MEXICO CITY -- One U.S. law enforcement agent was killed and another wounded in a roadside attack in northern Mexico on Tuesday, marking a lethal escalation in the ongoing drug fight here, officials said.

Two agents from the U.S. Immigrations and Customs Enforcement (ICE) agency were traveling in a dark SUV on a busy four-lane highway between Monterrey and the Mexican capital when they were fired upon in the afternoon.

Homeland Security Secretary Janet Napolitano said the agents were "shot in the line of duty."

ICE special agent Jaime Zapata was fatally wounded in this attack.
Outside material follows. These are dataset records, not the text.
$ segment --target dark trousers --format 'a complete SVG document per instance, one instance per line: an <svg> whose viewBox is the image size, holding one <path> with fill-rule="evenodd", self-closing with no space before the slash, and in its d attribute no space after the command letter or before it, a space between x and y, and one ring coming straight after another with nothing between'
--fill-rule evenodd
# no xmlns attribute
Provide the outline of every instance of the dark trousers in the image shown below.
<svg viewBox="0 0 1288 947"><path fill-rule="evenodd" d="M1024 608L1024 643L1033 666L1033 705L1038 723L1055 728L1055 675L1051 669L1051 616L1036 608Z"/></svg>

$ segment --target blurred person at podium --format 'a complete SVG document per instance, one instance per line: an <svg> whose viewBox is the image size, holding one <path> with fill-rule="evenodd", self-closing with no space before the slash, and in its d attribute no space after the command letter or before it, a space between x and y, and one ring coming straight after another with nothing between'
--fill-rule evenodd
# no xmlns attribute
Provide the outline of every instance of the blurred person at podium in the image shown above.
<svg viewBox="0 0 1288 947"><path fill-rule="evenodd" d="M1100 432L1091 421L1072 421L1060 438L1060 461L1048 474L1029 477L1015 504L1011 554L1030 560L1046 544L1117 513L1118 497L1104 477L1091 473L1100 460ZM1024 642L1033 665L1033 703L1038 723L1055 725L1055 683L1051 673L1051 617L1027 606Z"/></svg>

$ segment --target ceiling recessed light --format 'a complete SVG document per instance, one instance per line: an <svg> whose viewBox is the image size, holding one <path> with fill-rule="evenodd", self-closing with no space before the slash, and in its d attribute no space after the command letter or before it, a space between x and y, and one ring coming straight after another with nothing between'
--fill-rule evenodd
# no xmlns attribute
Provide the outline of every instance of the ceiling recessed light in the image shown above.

Zapata, attached to the ICE detail in the U.S. Embassy in Mexico City, came from the Laredo office, where he served on the Human Smuggling and Trafficking Unit and the Border Enforcement Security Task Force.

The second agent, who has not been identified, was shot in the arm and leg and remains in stable condition.

"Let me be clear: Any act of violence against our ICE personnel ... is an attack against all those who serve our nation and put their lives at risk for our safety," Napolitano said.

The Mexican foreign ministry expressed its condolences and vowed to seek the assailants.

Attacks against U.S. law enforcement in Mexico are rare. A U.S. undercover drug agent was killed in the line of duty in Mexico in 1985. The Drug Enforcement Administration's Enrique "Kiki" Camarena was kidnapped and tortured to death by narcotics traffickers in Guadalajara.

Camarena's killing, with the apparent complicity of corrupt Mexican officials, created a major strain in U.S.-Mexico relations and prompted a massive DEA investigation. At one point, U.S. investigators seized Mexican suspects and whisked them back to the United States for trial, over protests from the Mexican government.

Until now, the aggressive American response to Camarena's murder has often been cited as the reason why Mexican drug cartels have not targeted U.S. authorities operating in the country, fearing they would provoke the wrath of the U.S. government.

According to Mexican news accounts, police say the ICE agents were attacked the state of San Luis Potosi on Highway 57 near the town of Santa Maria Del Rio.

A photograph of the site shows the SUV driven by the ICE agents parked in a grassy swale and surrounded by Mexican federal investigators.

The motive for the attack and identification of the assailants were not immediately clear. More than 34,000 people have died in drug violence here in the last four years as Mexico wages a U.S.-backed fight against criminal organizations that have grown rich and powerful on proceeds from drug sales to the United States.

In March, an American citizen and employee of the U.S. consulate in Ciudad Juarez was ambushed and slain along with her husband , an El Paso sheriff deputy, as they were returning home from a children's birthday party. The murder of Lesley Enriquez and Arthur Redelfs has not been solved. Mexican authorities brought one man to court who claimed he had ordered the killings, but there has been no trial.

A member of an elite U.S. Border Patrol tactical team was shot and killed in December in a firefight in a remote Arizona canyon just north of the U.S. border with Mexico. The border patrol agents were confronting a group of bandits who prey on illegal immigrants in the area.